In other words, SAFE’s currency management is about to become interesting again.

Holding the yuan’s nominal appreciation to 2-3 percent (less than the rate differential between the dollar and the yuan) will help to limit speculative pressure, but it won’t correct the yuan’s real undervaluation, and the resulting expansion of China’s surplus will likely trigger a trade reaction from China’s trading partners at some stage.

Yet a faster pace of appreciation risks pulling in Chinese offshore money. As a result, keeping the appreciation controlled will require more, not less, intervention in the market.

These are many of the dilemmas that China has confronted in the path. There are answers, but they require making a few fundamental choices. I suspect that asserting old slogans and warning against one-way bets won’t cut it much longer.

 

* The Treasury’s foreign currency report has been delayed by the U.S. government shutdown last fall, and perhaps by a desire not to disrupt the “Busan” trade détente. Last Spring, the Treasury promised to update its methodology to more explicitly examine the activity of sovereign wealth funds, national pension funds, and state banks—so there is ample ground for calling out China’s backdoor intervention more forcefully.

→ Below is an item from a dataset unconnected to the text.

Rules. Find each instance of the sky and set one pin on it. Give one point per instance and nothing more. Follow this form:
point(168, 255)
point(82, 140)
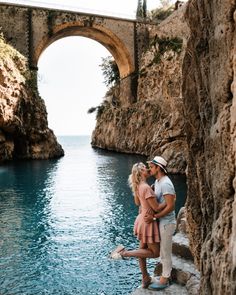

** Export volume growth will average 9-10 percent in 2025, with import volume growth of only 0-1 percent (even with some strategic stockpiling). That follows double digit export volume growth in 2024 (taking the average of monthly changes). In the Dutch trade series, Chinese exports have outperformed global trade by a factor (2-3x) while imports have wildly underperformed. That is the definition of unsustainable.

*** The state banks’ foreign assets series leaves out the policy banks, and it technically includes yuan-denominated foreign assets, which have been increasing recently. But both the FX settlement data and the state commercial banks foreign currency balance sheet numbers show renewed accumulation of foreign currency assets as well.